The team have suffered a series of problems this year but engine and electronics head Luca Marmorini is confident these can be overcome.
"We have carried out an in-depth study and the problems are not related," he told the Ferrari website.
"I'm happy because I think the Ferrari package is quick."
Ferrari have started the season strongly, with drivers Felipe Massa and Fernando Alonso first and second in the drivers' championship and the team leading the constructors' chase by 10 points. But the team have been plagued by engine problems.
In Bahrain at the start of the season, Ferrari were forced to change the V8s on their cars before the race after discovering slight reading abnormalities, while at the recent Malaysian Grand Prix, Alonso and both Ferrari-powered BMW Saubers were forced to retire from the race with engine failures.
Our pace in the race can give cause for satisfaction on the engine and car side, even if we still have much work to do on the engine front to get even more out of it
Ferrari engine and electronics head Luca Marmorini
But Marmorini said the problems suffered by Sauber and Alonso were not indicative of a broader problem with the engine.
"In Sepang, Fernando's engine suffered a structural failure, of a type we never saw during the winter," he explained.
"We believe there was a role played by the unusual way in which the driver had to use the engine during the race, because of the gear selection problems he experienced right from the start.

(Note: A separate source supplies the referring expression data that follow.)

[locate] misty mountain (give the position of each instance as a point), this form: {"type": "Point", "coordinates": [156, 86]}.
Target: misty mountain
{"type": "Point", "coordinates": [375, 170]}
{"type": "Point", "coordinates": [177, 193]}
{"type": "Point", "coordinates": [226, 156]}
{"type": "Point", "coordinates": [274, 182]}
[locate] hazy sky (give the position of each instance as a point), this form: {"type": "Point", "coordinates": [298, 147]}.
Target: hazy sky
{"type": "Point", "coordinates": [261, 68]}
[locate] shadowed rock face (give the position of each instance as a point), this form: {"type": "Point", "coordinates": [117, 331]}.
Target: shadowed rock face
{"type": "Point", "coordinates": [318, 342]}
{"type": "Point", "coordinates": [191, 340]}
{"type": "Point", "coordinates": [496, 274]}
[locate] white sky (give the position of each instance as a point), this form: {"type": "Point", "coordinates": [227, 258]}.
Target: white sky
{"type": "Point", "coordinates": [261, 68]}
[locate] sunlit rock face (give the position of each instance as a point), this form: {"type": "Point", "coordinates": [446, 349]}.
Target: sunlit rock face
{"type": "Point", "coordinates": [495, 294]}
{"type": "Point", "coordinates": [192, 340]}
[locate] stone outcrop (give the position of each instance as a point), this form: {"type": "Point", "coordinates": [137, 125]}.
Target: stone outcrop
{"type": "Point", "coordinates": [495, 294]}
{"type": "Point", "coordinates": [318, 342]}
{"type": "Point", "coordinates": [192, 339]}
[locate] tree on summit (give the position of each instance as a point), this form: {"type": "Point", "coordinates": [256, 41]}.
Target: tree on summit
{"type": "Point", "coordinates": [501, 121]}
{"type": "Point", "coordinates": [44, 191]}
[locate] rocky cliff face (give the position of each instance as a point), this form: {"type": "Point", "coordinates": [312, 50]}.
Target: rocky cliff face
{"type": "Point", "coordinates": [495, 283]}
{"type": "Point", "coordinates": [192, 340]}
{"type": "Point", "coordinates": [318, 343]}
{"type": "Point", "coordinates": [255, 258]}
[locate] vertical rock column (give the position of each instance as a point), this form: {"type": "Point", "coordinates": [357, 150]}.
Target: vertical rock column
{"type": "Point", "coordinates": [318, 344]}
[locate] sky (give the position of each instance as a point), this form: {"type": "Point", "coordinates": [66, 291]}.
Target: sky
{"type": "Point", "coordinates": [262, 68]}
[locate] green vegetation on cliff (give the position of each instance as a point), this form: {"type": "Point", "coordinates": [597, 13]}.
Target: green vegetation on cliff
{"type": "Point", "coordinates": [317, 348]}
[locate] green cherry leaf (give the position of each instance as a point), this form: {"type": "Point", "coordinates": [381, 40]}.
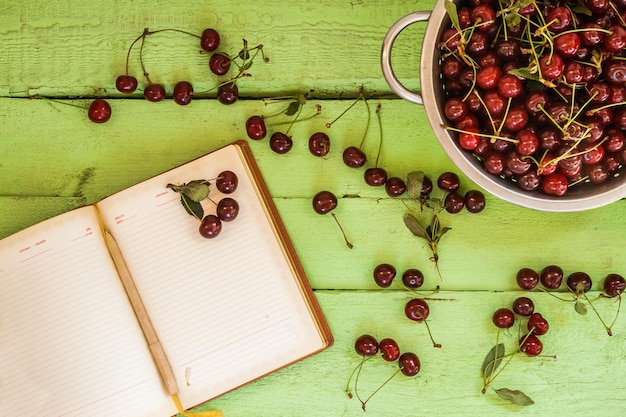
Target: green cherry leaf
{"type": "Point", "coordinates": [524, 73]}
{"type": "Point", "coordinates": [515, 396]}
{"type": "Point", "coordinates": [581, 9]}
{"type": "Point", "coordinates": [196, 190]}
{"type": "Point", "coordinates": [293, 108]}
{"type": "Point", "coordinates": [414, 182]}
{"type": "Point", "coordinates": [244, 54]}
{"type": "Point", "coordinates": [192, 207]}
{"type": "Point", "coordinates": [512, 19]}
{"type": "Point", "coordinates": [492, 360]}
{"type": "Point", "coordinates": [450, 7]}
{"type": "Point", "coordinates": [414, 226]}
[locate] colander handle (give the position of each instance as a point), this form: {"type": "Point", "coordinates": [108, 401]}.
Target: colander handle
{"type": "Point", "coordinates": [390, 38]}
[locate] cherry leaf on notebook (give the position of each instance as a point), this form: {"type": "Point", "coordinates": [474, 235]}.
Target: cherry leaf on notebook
{"type": "Point", "coordinates": [196, 190]}
{"type": "Point", "coordinates": [192, 207]}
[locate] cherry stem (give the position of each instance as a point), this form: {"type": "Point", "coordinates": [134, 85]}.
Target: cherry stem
{"type": "Point", "coordinates": [348, 244]}
{"type": "Point", "coordinates": [328, 125]}
{"type": "Point", "coordinates": [143, 67]}
{"type": "Point", "coordinates": [378, 389]}
{"type": "Point", "coordinates": [37, 97]}
{"type": "Point", "coordinates": [358, 367]}
{"type": "Point", "coordinates": [435, 344]}
{"type": "Point", "coordinates": [619, 305]}
{"type": "Point", "coordinates": [608, 328]}
{"type": "Point", "coordinates": [380, 129]}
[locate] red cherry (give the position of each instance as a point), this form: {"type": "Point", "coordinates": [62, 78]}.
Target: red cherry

"Additionally, there is no connection with the problem the BMW Sauber team experienced on the engine front at the last race, which we believe was down to an issue with electronic sensors."
The problems with the power units mean Alonso has already used three of his allotted eight engines for the season.
This had led to concerns that he would have used up half of his quota by the time of this weekend's Chinese Grand Prix, only the fourth of this season's 19 races.
However, Marmorini eased such fears by confirming that Ferrari plan to reuse the Bahrain engines in Shanghai.
"Each car has eight engines it can use per driver over the season and we plan our usage strategy around this," he added.
"As a precaution, we opted not to use the Bahrain race engines in Australia, but they will be used in China, having concluded that they are fit for purpose, despite what happened at the Sakhir circuit."
And Marmorini is confident more can be achieved from their car.
"Our pace in the race can give cause for satisfaction on the engine and car side, even if we still have much work to do on the engine front to get even more out of it, whilst working within the restrictions of the current regulations," he commented.